Discrete element simulation of transverse cracking during the pyrolysis of carbon fibre reinforced plastics to carbon/carbon composites

Abstract

The fracture behavior of fiber-ceramics like carbon/carbon–silicon carbide strongly depends on the initial damage arising during the production process. We study the transverse cracking of the 90° ply in [0/90] S crossply laminates due to the thermochemical degradation of the matrix material during the carbonization process by means of a discrete element method. The crack morphology strongly depends on the fiber–matrix interface properties, the transverse ply thickness as well as on the carbonization process itself.
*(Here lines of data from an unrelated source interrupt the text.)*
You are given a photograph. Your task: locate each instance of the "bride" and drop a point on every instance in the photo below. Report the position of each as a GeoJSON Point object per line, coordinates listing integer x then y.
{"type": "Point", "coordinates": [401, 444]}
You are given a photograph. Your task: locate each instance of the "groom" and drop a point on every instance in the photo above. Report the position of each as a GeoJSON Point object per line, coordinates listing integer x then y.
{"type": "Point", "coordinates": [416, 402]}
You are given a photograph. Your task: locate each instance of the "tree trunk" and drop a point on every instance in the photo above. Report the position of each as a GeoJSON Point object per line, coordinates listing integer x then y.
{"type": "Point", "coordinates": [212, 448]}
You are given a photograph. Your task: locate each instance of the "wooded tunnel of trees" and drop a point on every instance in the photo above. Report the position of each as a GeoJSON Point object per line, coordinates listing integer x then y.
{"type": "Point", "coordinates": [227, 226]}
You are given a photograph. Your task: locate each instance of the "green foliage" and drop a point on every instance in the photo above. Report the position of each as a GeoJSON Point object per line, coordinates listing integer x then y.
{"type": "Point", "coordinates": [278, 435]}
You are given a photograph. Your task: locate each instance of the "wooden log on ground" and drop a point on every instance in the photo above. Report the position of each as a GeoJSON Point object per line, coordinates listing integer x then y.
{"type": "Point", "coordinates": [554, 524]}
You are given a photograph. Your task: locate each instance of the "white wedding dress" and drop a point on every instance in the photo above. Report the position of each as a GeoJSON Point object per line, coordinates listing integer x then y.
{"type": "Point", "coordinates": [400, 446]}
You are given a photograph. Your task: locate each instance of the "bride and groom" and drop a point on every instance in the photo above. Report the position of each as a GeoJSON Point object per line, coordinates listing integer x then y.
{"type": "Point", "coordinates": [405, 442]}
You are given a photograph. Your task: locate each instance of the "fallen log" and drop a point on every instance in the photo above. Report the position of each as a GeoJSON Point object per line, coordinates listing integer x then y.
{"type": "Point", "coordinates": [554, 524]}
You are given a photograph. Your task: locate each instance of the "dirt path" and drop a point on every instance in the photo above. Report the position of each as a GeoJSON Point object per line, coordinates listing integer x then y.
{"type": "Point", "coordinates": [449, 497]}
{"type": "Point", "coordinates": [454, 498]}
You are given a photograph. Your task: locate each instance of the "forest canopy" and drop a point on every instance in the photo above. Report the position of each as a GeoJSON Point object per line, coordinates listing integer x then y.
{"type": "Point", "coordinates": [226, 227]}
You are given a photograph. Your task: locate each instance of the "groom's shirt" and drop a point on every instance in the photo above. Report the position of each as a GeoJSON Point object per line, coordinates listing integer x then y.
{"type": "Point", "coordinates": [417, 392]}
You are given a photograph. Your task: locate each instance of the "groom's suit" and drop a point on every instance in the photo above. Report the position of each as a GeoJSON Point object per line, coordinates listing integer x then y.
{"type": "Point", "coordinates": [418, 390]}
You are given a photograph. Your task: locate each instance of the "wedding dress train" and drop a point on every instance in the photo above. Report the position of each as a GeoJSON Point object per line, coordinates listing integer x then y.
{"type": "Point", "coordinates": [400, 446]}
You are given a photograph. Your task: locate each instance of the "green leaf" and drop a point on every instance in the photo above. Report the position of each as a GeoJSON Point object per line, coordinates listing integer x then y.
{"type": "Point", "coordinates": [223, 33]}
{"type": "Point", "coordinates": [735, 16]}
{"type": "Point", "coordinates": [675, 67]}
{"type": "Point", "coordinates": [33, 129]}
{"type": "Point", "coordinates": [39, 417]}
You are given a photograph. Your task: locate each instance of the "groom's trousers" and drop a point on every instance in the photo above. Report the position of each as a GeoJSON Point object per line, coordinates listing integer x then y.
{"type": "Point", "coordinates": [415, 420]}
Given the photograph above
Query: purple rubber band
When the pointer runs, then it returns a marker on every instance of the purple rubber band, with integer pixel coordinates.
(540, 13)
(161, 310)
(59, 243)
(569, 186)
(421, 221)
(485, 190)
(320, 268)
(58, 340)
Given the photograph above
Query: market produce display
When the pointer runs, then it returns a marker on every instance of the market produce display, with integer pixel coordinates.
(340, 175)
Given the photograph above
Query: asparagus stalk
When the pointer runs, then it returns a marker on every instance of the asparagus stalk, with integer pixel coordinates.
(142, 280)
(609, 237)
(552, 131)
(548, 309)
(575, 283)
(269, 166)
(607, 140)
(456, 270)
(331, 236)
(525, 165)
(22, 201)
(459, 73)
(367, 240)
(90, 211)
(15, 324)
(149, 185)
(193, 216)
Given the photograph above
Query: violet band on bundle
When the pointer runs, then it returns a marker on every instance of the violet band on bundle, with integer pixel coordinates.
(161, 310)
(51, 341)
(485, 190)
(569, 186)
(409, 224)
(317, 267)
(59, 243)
To model the 90° ply a two-dimensional triangular lattice of springs is constructed where nodes of the lattice represent fibers. Springs with random breaking thresholds model the disordered matrix material and interfaces. The spring-lattice is coupled by interface springs to two rigid bars which capture the two 0° plies or adjacent sublaminates in the model. Molecular dynamics simulation is used to follow the time evolution of the model system. It was found that under gradual heating of the specimen, after some distributed cracking, segmentation cracks occur in the 90° ply which then develop into a saturated state where the ply cannot support additional load. The dependence of the microstructure of damage on the ply thickness and on the disorder in spring properties is also studied. Crack density and porosity of the system are monitored as a function of the temperature and compared to an analytic approach and experiments.